Skin and subcutaneous tissue disorders:
Uncommon: alopecia, purpura, skin discoloration, increased sweating, pruritus, rash, exanthema, urticaria.
Very rare: angioneurotic edema, erythema multiforme, exfoliative dermatitis, Stevens-Johnson syndrome, Quincke's edema, photosensitivity.
Not known: toxic epidermal necrolysis.
Musculoskeletal and connective tissue disorders:
Common: leg swelling, muscle cramps.
Uncommon: arthralgia, myalgia, back pain.
Renal and urinary disorders:
Uncommon: urinary disorders, nocturia, increased frequency of urination.
Reproductive system and breast disorders:
Uncommon: impotence, gynecomastia.
General disorders and administration site conditions:
Very common: edema.
Common: increased fatigue, asthenia.
Uncommon: chest pain, pain, malaise.
Investigations:
Uncommon: weight gain or weight loss.
Rare cases of extrapyramidal syndrome development have been reported.
Children
Amlodipine is well tolerated in pediatric patients. The adverse reaction profile was similar to that observed in adults. In pediatric studies, the most commonly reported adverse reactions were: headache, dizziness, vasodilation, epistaxis, abdominal pain, and asthenia.
Most adverse reactions were mild or moderate in severity. Severe adverse reactions (mainly headache) occurred in 7.2% of patients receiving 2.5 mg amlodipine, in 4.5% of patients receiving 5 mg amlodipine, and in 4.6% in the placebo group. The most common reason for withdrawal from the study was uncontrolled hypertension. No withdrawals were due to laboratory abnormalities. No significant changes in pulse rate were observed.

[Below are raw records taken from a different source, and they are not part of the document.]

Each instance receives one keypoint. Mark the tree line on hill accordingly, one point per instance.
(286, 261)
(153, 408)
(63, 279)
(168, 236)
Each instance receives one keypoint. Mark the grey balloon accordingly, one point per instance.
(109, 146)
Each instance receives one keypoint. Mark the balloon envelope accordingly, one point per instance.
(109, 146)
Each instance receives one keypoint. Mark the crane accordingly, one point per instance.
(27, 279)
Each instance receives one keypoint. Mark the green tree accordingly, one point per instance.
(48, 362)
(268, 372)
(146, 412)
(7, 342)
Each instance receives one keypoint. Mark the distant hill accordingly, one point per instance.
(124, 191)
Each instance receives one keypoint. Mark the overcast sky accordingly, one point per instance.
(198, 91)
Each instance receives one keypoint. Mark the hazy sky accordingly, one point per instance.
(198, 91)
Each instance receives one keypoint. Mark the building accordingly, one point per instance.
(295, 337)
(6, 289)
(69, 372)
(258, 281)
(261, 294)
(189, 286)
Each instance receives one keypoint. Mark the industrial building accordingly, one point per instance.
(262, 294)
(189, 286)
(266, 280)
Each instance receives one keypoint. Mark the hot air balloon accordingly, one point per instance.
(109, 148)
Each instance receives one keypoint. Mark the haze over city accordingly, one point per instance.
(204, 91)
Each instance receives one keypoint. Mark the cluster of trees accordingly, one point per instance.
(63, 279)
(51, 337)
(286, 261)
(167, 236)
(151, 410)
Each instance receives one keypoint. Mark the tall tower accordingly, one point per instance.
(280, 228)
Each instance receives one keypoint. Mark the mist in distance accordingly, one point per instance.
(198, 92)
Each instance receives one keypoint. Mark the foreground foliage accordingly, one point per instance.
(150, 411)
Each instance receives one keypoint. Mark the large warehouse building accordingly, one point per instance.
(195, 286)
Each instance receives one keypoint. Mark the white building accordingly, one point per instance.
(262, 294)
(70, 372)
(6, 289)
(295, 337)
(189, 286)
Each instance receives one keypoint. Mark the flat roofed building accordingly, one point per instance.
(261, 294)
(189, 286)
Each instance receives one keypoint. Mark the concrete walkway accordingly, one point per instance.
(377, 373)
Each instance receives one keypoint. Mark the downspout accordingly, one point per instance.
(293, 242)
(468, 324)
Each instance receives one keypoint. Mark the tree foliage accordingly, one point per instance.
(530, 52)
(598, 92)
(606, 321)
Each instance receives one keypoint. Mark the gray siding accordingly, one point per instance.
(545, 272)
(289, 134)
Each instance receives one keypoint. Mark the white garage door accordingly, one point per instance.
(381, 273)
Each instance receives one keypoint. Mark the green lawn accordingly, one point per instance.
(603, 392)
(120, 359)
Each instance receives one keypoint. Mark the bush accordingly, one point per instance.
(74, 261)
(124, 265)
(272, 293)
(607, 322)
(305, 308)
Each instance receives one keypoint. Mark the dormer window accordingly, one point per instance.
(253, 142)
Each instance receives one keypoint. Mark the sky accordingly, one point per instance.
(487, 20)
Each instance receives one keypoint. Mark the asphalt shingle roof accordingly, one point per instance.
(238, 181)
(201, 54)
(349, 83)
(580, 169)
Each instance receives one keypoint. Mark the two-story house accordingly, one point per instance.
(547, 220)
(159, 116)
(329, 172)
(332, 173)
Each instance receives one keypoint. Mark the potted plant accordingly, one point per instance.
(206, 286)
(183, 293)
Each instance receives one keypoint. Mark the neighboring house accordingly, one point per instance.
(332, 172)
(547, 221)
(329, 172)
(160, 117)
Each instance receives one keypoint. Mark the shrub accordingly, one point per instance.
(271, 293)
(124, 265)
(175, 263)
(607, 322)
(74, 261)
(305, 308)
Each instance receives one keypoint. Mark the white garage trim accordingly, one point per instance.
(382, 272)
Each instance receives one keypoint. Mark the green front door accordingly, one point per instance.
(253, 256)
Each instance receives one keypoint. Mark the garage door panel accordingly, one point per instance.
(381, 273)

Reporting of suspected adverse reactions
Reporting suspected adverse reactions after a medicinal product is authorized is extremely important. It allows continued monitoring of the benefit-risk balance of the medicinal product. Healthcare professionals should report any suspected adverse reactions in accordance with national regulatory requirements.
Shelf life. 3 years.
Storage conditions.
Store in the original packaging at a temperature not exceeding 25°C.
Keep out of the reach of children.
Packaging.
10 tablets in a blister; 2, 3, 6, 9, or 10 blisters in a carton.
Prescription status. Prescription only.
Manufacturer.
LLC "Astafarm".
Manufacturer's address and place of business.
6 Kyivska Street, Vyshneve, Kyiv-Sviatoshyn District, Kyiv Oblast, 08132, Ukraine.